In low permeability formations, the time to reach reservoir dominated flow (i.e. radial flow) can be impractical. This is especially the case in the presence of positive skin and poor communication with the reservoir. With a mini-frac, we are ‘seeing’ past the damaged near wellbore region and radial flow develops quicker in most cases. However, depending on the volume of fluid injected, mini-frac tests do not always achieve test objectives. Depending on the size of the fracture created, radial flow may not be reached within the time constraints of the test. 

If a supercharged pressure region exists around the wellbore as a result of drilling overbalanced, PITA can point to an artificially high pressure. Mini-frac is more likely to ‘see’ past the supercharged region and provide a representative reservoir pressure.

Choosing between PITA and Mini-Frac 

  • The choice comes down to which test is more convenient. 
  • PITA is recommended for formation permeability of 100 µD and higher.
  • PITA can be can be performed successfully in tight formations (k < 1 µD), although it is more difficult to execute and measures should be taken to significantly reduce the wellbore volume.
  • PITA does not require fracking and may be the choice if fracking is not an option.
  • PITA is not necessarily cheaper than a mini-frac.
  • PITA is not recommended for horizontal wells.

Example 3: Shale Gas (Montney, k ≈ 100 nD).

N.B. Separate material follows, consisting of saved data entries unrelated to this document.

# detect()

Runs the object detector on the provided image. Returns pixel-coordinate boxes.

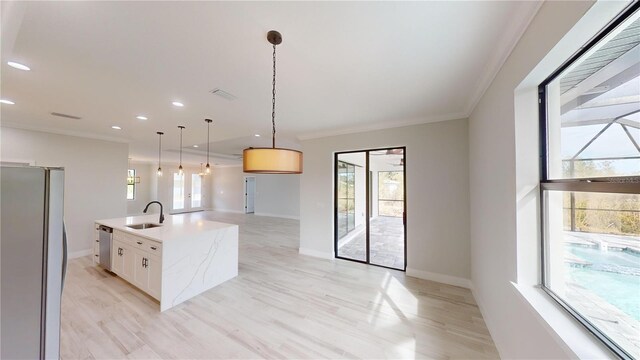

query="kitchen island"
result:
[94,214,238,311]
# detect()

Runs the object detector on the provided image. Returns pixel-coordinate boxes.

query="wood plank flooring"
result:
[61,211,498,359]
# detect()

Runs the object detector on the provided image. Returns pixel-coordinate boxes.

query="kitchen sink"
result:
[126,223,162,230]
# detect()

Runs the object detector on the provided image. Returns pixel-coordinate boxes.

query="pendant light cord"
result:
[207,122,210,164]
[178,126,185,170]
[272,44,277,149]
[159,134,161,166]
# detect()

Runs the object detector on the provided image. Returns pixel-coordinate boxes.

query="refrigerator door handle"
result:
[62,222,68,292]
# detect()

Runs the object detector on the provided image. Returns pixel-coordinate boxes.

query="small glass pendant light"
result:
[178,125,185,175]
[156,131,164,176]
[205,119,212,174]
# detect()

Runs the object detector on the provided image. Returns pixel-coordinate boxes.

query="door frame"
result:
[244,176,256,214]
[333,146,407,271]
[170,170,205,214]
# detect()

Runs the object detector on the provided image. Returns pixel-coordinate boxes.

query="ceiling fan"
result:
[387,158,404,167]
[371,148,404,156]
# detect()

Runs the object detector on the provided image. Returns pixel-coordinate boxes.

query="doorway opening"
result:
[334,147,406,271]
[244,176,256,214]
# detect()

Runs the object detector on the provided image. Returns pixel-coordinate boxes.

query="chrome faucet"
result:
[143,201,165,224]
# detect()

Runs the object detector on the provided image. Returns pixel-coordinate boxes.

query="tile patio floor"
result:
[338,216,405,269]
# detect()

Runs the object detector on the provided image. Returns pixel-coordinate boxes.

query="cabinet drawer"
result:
[145,241,162,254]
[129,236,148,250]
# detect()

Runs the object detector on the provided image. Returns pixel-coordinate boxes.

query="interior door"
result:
[245,177,255,214]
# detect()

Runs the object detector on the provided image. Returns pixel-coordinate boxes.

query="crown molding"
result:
[464,1,543,116]
[296,111,468,141]
[1,121,130,144]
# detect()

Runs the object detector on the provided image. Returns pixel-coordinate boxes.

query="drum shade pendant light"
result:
[178,125,185,175]
[243,30,303,174]
[156,132,164,176]
[205,119,212,174]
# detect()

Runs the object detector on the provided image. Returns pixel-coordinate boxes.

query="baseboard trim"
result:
[254,212,300,220]
[299,247,334,260]
[212,208,245,214]
[69,249,92,259]
[406,268,472,289]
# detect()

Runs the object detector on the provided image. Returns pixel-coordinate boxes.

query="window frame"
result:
[126,169,136,200]
[538,2,640,359]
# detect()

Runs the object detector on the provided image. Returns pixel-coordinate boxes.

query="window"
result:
[539,4,639,359]
[126,169,135,200]
[337,161,356,238]
[378,171,404,217]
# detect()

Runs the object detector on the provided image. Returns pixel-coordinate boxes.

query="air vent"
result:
[209,88,237,101]
[50,112,81,120]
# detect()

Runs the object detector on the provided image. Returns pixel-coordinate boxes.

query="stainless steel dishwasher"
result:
[98,225,113,270]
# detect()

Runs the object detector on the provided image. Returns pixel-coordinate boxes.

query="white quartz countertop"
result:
[95,214,237,243]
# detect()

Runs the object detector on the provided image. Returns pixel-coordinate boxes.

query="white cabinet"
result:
[111,240,135,282]
[93,227,100,264]
[112,240,124,274]
[108,230,162,300]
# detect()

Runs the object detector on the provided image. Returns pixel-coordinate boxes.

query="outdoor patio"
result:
[337,216,405,269]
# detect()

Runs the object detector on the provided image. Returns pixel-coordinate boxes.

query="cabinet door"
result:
[132,251,148,290]
[93,227,100,264]
[146,254,162,300]
[121,244,135,282]
[111,240,124,275]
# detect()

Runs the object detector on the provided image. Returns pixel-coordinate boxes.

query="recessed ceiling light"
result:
[172,101,184,107]
[193,145,199,148]
[111,126,122,130]
[136,115,148,120]
[7,61,30,71]
[0,99,15,105]
[254,134,261,137]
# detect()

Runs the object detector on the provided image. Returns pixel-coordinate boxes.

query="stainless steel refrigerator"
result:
[1,166,67,359]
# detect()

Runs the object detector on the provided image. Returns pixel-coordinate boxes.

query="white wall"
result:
[254,174,300,219]
[126,162,153,215]
[467,1,620,358]
[0,127,128,256]
[211,166,245,213]
[300,119,470,284]
[211,165,300,219]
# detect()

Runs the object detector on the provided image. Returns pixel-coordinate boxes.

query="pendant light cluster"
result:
[155,120,214,177]
[243,30,303,174]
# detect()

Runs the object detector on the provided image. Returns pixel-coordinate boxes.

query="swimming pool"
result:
[566,245,640,321]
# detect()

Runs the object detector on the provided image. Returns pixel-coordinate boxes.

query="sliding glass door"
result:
[334,147,406,270]
[336,152,366,261]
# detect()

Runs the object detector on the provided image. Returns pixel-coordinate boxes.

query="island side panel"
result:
[160,225,239,311]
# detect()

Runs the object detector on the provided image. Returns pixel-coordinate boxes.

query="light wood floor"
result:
[61,211,499,359]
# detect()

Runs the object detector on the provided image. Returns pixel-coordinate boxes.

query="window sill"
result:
[511,282,616,359]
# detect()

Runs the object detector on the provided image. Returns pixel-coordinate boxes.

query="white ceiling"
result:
[1,1,539,165]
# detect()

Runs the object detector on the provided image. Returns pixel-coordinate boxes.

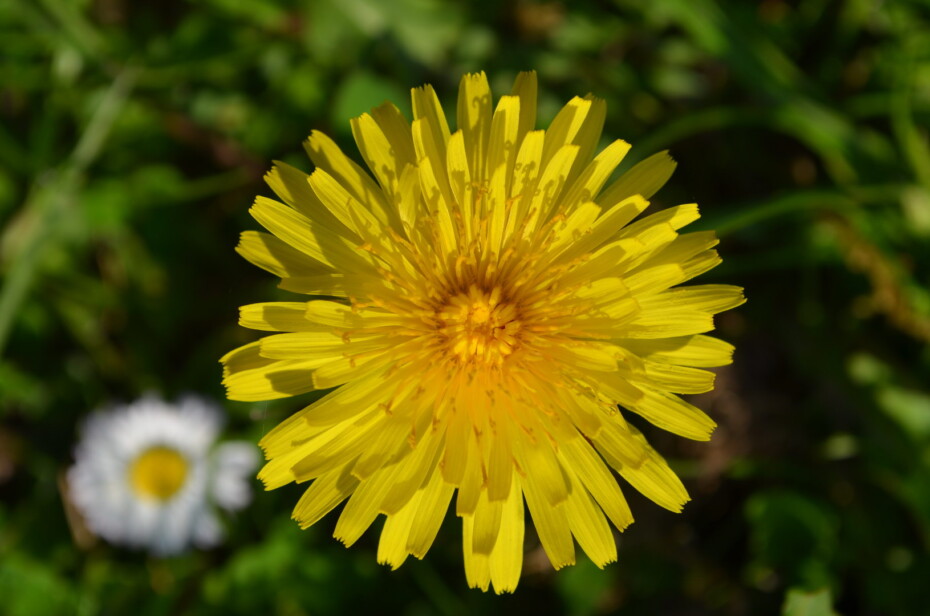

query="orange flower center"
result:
[436,285,523,366]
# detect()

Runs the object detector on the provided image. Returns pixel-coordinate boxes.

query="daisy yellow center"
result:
[129,446,189,501]
[436,285,522,365]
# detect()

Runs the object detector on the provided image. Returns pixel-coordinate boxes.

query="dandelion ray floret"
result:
[222,71,744,593]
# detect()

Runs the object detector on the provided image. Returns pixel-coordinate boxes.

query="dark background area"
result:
[2,0,930,614]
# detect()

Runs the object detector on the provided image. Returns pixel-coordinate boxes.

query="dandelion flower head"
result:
[222,71,744,592]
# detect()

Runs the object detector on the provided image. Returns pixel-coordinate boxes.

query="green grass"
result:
[2,0,930,614]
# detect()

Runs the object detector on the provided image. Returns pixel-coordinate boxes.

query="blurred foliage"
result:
[2,0,930,614]
[782,588,837,616]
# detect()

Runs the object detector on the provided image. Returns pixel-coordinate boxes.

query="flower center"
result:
[437,285,522,365]
[128,446,189,501]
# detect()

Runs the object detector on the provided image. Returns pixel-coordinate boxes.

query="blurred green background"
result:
[2,0,930,614]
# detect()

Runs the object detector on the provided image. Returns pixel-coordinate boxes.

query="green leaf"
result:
[0,554,80,616]
[555,556,614,616]
[745,490,837,588]
[332,71,408,130]
[782,587,837,616]
[876,386,930,440]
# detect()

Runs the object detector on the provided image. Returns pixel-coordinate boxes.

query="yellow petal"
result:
[509,71,537,146]
[560,230,667,285]
[597,150,677,208]
[236,230,330,279]
[505,129,544,238]
[304,300,401,330]
[582,369,642,408]
[472,490,503,555]
[547,201,602,256]
[510,427,567,507]
[411,83,451,159]
[638,284,746,314]
[556,344,622,372]
[334,460,405,547]
[249,196,373,271]
[633,243,723,289]
[446,130,474,240]
[616,427,690,512]
[307,167,386,240]
[264,161,345,231]
[290,410,387,482]
[604,227,682,274]
[621,307,715,339]
[377,490,420,570]
[406,468,455,558]
[260,372,389,458]
[457,71,492,183]
[646,230,719,266]
[522,471,575,570]
[413,153,458,255]
[260,414,387,491]
[381,430,443,515]
[592,414,649,469]
[239,302,318,332]
[555,387,606,438]
[277,274,348,296]
[486,95,521,194]
[627,386,716,441]
[563,467,617,568]
[441,407,471,486]
[486,429,514,502]
[623,263,690,297]
[304,130,396,230]
[523,143,579,233]
[557,195,650,261]
[680,249,723,282]
[311,344,395,389]
[641,361,717,394]
[558,437,633,532]
[618,203,700,239]
[220,340,274,377]
[395,162,422,230]
[560,139,631,215]
[620,335,735,368]
[462,514,491,591]
[455,435,484,516]
[292,465,359,529]
[369,102,417,171]
[568,96,607,177]
[258,331,380,361]
[488,476,525,594]
[222,358,317,402]
[541,96,605,178]
[351,417,415,480]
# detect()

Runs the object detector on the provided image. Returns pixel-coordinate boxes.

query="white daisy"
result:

PITA was completed on a vertical Montney gas producer to obtain an initial reservoir pressure and permeability. A bridge plug was set below the perforations to reduce the wellbore volume. The Montney formation was perforated under a full water column. Following the perforations, a packer assembly, including a plug and pressure recorders in the tailpipe, was set above the perforations.

The test was cut short by a leaking bridge plug. However, because a bridge plug was set below and above the perforations, pressure data was transitioning out of wellbore storage and into radial flow. Two models were generated to determine the range of initial reservoir pressure and permeability.

Final Thoughts

PITA is suitable for tight formations as a means to determine initial reservoir pressure and permeability in vertical wells. It is recommended for formation permeability over 100 µD. It can be successfully carried out in lower permeability formations, although measures should be taken to significantly reduce the wellbore volume.